To all you single men out there, please consider strongly any desire you may have to settle down if sports is really and truly a priority. Fortunately, I love my wife more than I love sports – but that doesn’t really make things any easier.

In my youth, I was the biggest sports fan around. I could rhyme of meaningless statistics, name the Stanley Cup winners from the past 50 years – in order, and talk insightfully about any number of sporting topics. My TV could have had only two channels, but as long as it picked up Hockey Night in Canada and TSN, I was a happy man.
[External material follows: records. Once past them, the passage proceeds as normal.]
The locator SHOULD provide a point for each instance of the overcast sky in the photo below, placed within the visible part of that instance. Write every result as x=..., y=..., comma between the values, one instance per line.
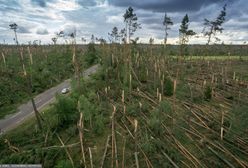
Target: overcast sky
x=41, y=19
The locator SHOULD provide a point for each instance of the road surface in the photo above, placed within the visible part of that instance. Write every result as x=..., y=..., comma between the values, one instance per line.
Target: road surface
x=41, y=100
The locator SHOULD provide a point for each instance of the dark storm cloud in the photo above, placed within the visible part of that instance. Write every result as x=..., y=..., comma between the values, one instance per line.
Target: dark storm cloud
x=164, y=5
x=41, y=31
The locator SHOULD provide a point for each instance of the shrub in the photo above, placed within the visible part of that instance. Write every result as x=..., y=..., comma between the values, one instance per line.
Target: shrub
x=208, y=93
x=168, y=87
x=65, y=108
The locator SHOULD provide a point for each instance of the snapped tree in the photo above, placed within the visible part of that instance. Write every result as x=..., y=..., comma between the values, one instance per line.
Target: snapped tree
x=184, y=34
x=131, y=21
x=14, y=27
x=167, y=23
x=215, y=26
x=114, y=35
x=27, y=76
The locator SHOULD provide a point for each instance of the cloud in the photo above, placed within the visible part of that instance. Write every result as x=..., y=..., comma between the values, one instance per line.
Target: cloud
x=22, y=30
x=86, y=3
x=41, y=18
x=164, y=5
x=41, y=31
x=41, y=3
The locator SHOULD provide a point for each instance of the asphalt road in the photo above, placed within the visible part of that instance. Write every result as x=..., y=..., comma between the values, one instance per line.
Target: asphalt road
x=41, y=100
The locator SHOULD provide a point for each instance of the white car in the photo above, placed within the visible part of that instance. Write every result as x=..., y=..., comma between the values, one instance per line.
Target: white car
x=65, y=90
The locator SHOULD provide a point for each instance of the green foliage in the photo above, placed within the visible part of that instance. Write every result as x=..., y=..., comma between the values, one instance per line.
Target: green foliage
x=130, y=18
x=165, y=107
x=63, y=164
x=91, y=55
x=239, y=120
x=46, y=72
x=65, y=109
x=155, y=122
x=99, y=124
x=168, y=87
x=208, y=93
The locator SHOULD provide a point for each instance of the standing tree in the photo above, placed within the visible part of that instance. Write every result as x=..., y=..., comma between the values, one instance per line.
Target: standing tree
x=54, y=39
x=14, y=27
x=130, y=18
x=212, y=27
x=27, y=76
x=167, y=23
x=114, y=35
x=184, y=34
x=123, y=35
x=83, y=40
Now, my TV has over 200 channels, we have time-shifting, and world broadcasts – yet it seems that somehow my wife has been able to install an S-chip without me even knowing it! I knew about V-chips that blocked violence from your screen, but I had no idea that there was a chip in development that eliminates even the hint of athleticism from the airwaves. At times, the most athletic activity that graces our screen is when the homeowners dash to their neighbours’ house in Trading Spaces

I know there are other husbands just like me. In fact, I’ve seen them at work. When our single brethren ask us if we catch the game, our eyes shift about, we mumble something semi-coherent about being busy last night, and wonder to ourselves how it all came down to this. If we’re lucky, we’ll sneak a couple of minutes of highlights, or you’ll see us lingering in the TV section of the store on shopping excursions.

And this time of year is especially torturous. With Canadian and NFL football dominating the airwaves, basketball on its way, and hockey… well, during a normal year… we feel the same way as we do when we lose the car in a parking lot – we know what we’re looking for is nearby, but we can’t find our way to it! Like Tantalus, what we want is maddeningly close, but just out of reach.

I’ve tried to share my enthusiasm with sports with my wife, but she grew up in a household where organized sports weren’t a part of everyday life. So, try as I might, I can’t get her to see the joys of sport. “It’s just a bunch of overgrown man grabbing and hitting each other,” she’ll say.

I’ll try to explain the intricacies of football, or illustrate the speed and beauty of hockey, or get her to appreciate the athleticism of basketball players, but the response is the same. I suppose if the players went off and redesigned their dressing rooms between periods it would be a different story.

My favourite line of hers is, “Well, you watched sports today.” As if all manner of athletics can be lumped into one athletic stew to be ladled out judiciously. And I, like a modern-day Oliver Twist, must humbly hold up my remote saying, “Please ma’am, may I have some more?”

I am thankful to have two TVs, but that can be both a blessing and a curse. First, the bigger TV is never available for sports – I think it may be allergic to them. And when I ask why my wife won’t go in our bedroom to the smaller TV, the answer is invariably, “Well, that one doesn’t get all the channels.”

So, you may say, what’s the problem? Just get up and go to the other TV. Which is an option, but – as you may recall from a couple of paragraphs above – I do love my wife and enjoy spending time with her, so that’s not an option I’d really like to pursue.

Like an athlete in his older years, the game begins to get away from us. Yet, the joys of family far outstrip the pleasures derived from sports. Priorities change and the more important things in life come into focus as we mature. So, while I may look back fondly on my youthful engorgement in sports, I wouldn’t trade a moment of it for what I have today.